EU AI Act: what you need to know

Practically summarized — timeline, penalties, who is affected, and the latest deadline changes: transparency & watermarking moved to 2 December 2026, high-risk postponed.

What the AI Act is

An EU regulation adopted in 2024. It regulates AI systems by risk — from prohibited practices, through high-risk systems, to general-purpose AI models. It applies to providers and to deployers — i.e. most EU companies.

Effectiveness timeline

  1. February 2, 2025

    Prohibited practices bans + mandatory AI literacy

  2. August 2, 2025

    Rules for general-purpose AI models and governance structures

  3. August 2, 2026

    General application — a mandatory national AI regulatory sandbox in every member state (Art. 57), governance bodies and the sanctions framework

  4. December 2, 2026

    Transparency & watermarking for AI-generated content (Art. 50) — moved from 2 August 2026, with a 4-month grace period for systems already on the market

  5. August 2, 2027

    Rules for AI inside regulated products (Annex I)

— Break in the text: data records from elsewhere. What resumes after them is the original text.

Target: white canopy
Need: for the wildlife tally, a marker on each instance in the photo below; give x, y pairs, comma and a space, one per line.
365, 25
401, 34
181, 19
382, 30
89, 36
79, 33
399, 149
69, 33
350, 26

  6. December 2, 2027 (expected)

    High-risk (Annex III) obligations — postponed from 2 August 2026 by the Digital Omnibus (political agreement of 7 May 2026), pending formal EU approval

Recent changes: the transparency & watermarking obligations for AI-generated content (Art. 50) have been formally moved from 2 August 2026 to 2 December 2026, with a 4-month grace period for systems already on the market. The high-risk (Annex III) obligations are being postponed further — under the Digital Omnibus (political agreement of 7 May 2026) they are expected to apply from 2 December 2027, still ahead of formal EU adoption. The 2 August 2026 general-application date still stands for national AI regulatory sandboxes, governance bodies and the sanctions framework.

Penalties

Prohibited practices
up to €35M or 7% of global turnover
High-risk non-compliance
up to €15M or 3% of global turnover
False information to the regulator
up to €7.5M or 1.5% of global turnover

Deployer obligations

  • ·Use high-risk systems per the provider's instructions
  • ·Ensure human oversight appropriate to the use case
  • ·Monitor operation and report incidents
  • ·Inform affected people about AI decisions
  • ·Data governance: quality inputs, DPIA where relevant
  • ·AI literacy across the team (article 4)

The Shadow AI problem

Employees use AI tools that IT and leadership often don't know about. Personal ChatGPT accounts, Copilot outside company IDP, AI features inside SaaS. An auditor asks 'which AI do you use' — and nobody truly knows. Shadow AI is the most frequent source of real incidents.

Overlap with GDPR, DORA, NIS2, ISO 42001

The AI Act is not isolated. Data in AI is still GDPR. Financial firms have DORA. Critical infrastructure has NIS2. ISO 42001 is a voluntary management system covering many of these topics systematically. The GovReady framework is designed so evidence collected once serves multiple frameworks.